The results of our systematic review and meta-analysis are in line with previous and smaller systematic reviews comparing 4S construct with the 6S construct [52,53,54]. However, these previous reviews were no longer up to date (included studies until 2017) or did not include all available data due to a language restriction. To date, this is the first and largest review in which all available and up to date literature on this topic is included. Both RCTs and retrospective cohort studies were included in this systematic review, but a subgroup meta-analysis was performed for RCTs and retrospective studies. For most outcomes, the meta-analysis for the RCT and retrospective studies corresponded well; therefore, results from the retrospective studies seem to be reliable and valuable for the overall meta-analysis.

This review still has some limitations. Although most studies were randomized controlled trials, sample sizes were small and in most studies, the type of randomization was not clearly stated or mentioned at all. This potential risk of bias together with the non-blinded fashion both devaluated the quality of evidence in the GRADE, especially for the outcomes that were subjective, or patient reported. Together with the statistical heterogeneity (I2), this led to the devaluation of the quality of evidence for most outcomes to “moderate” or “low”.

Moreover, the included studies seem to have heterogeneous populations with different indications for posterior fixation. Although all studies included fractures from level T10 to L5, different fracture types with different classification systems (type A, B or C according to AO/Magerl and type A, B, C or D according to Denis) and patients different neurological status (Frankel A to E) were included in the different studies. Some studies even did not explicitly describe the number of patients in each fracture type or neurological status at all. Mahar et al. showed that the placement of screws at fracture level improves construct rigidity and shields the fractured vertebra from anterior loads [45]. Therefore, especially comminuted fractures that are less stable due to lack of anterior support might benefit more from rigid constructions with intermediate screws. Future studies should direct at which type of fractures benefit the most from 6-screw constructs.

The use of open and percutaneous techniques also implied heterogeneity and poses another limitation of this review. The majority of the included studies used an open technique, while only 3 used a percutaneous technique. Previous studies have shown that percutaneous techniques might result in better outcomes than open techniques, regardless of the placement of additional screws [55]. Besides, a 6S construct might have different impact in percutaneous surgery than in open surgery.
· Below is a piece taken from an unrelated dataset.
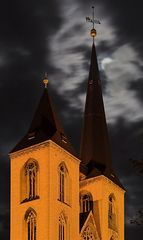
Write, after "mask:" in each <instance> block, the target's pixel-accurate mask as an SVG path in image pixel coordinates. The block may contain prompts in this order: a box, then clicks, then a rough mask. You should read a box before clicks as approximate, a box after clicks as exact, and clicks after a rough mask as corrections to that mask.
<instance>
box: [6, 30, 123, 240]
mask: <svg viewBox="0 0 143 240" xmlns="http://www.w3.org/2000/svg"><path fill="white" fill-rule="evenodd" d="M91 35H92V37H93V44H92V49H91V60H90V68H89V77H88V82H87V93H86V103H85V109H84V119H83V128H82V133H81V136H82V137H81V147H80V156H77V155H76V154H75V151H74V149H73V147H72V145H71V143H70V141H69V139H68V137H67V136H66V134H65V132H64V130H63V128H62V126H61V124H60V122H59V119H58V117H57V112H55V110H54V106H53V102H52V101H51V98H50V96H49V95H50V94H49V91H48V79H47V77H45V79H44V80H43V82H44V85H45V88H44V91H43V95H42V96H41V99H40V102H39V105H38V107H37V109H36V112H35V115H34V117H33V120H32V123H31V125H30V127H29V130H28V131H27V133H26V134H25V136H24V137H23V138H22V140H20V142H19V143H18V144H17V145H16V146H15V148H14V149H13V150H12V151H11V153H10V161H11V200H10V201H11V202H10V204H11V219H10V228H11V229H10V239H11V240H124V193H125V190H124V187H123V186H122V184H121V183H120V181H119V179H118V177H117V175H116V174H115V171H114V169H113V167H112V157H111V150H110V144H109V136H108V129H107V124H106V116H105V111H104V104H103V97H102V88H101V81H100V75H99V70H98V62H97V56H96V48H95V43H94V38H95V35H96V30H95V29H94V28H93V29H92V30H91ZM79 64H80V62H79ZM71 117H72V116H71Z"/></svg>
Our subgroup analysis group showed less differences between the 4S and 6S constructs in percutaneous surgery, but this might be the result of smaller sample sizes and therefore statistically insignificance.

Conclusion

This systematic review and meta-analysis show that in the treatment of thoracolumbar fractures, the addition of intermediate screws at the fractured level results in significantly less post-operative pain, better radiological outcomes and less implant failure at the cost of a longer operation time and higher blood loss. However, most differences in outcome were small and the overall quality of the evidence was moderate to low. More studies on this topic are needed and should be directed more at patient reported outcomes and at which specific fracture types benefit the most from intermediate screws.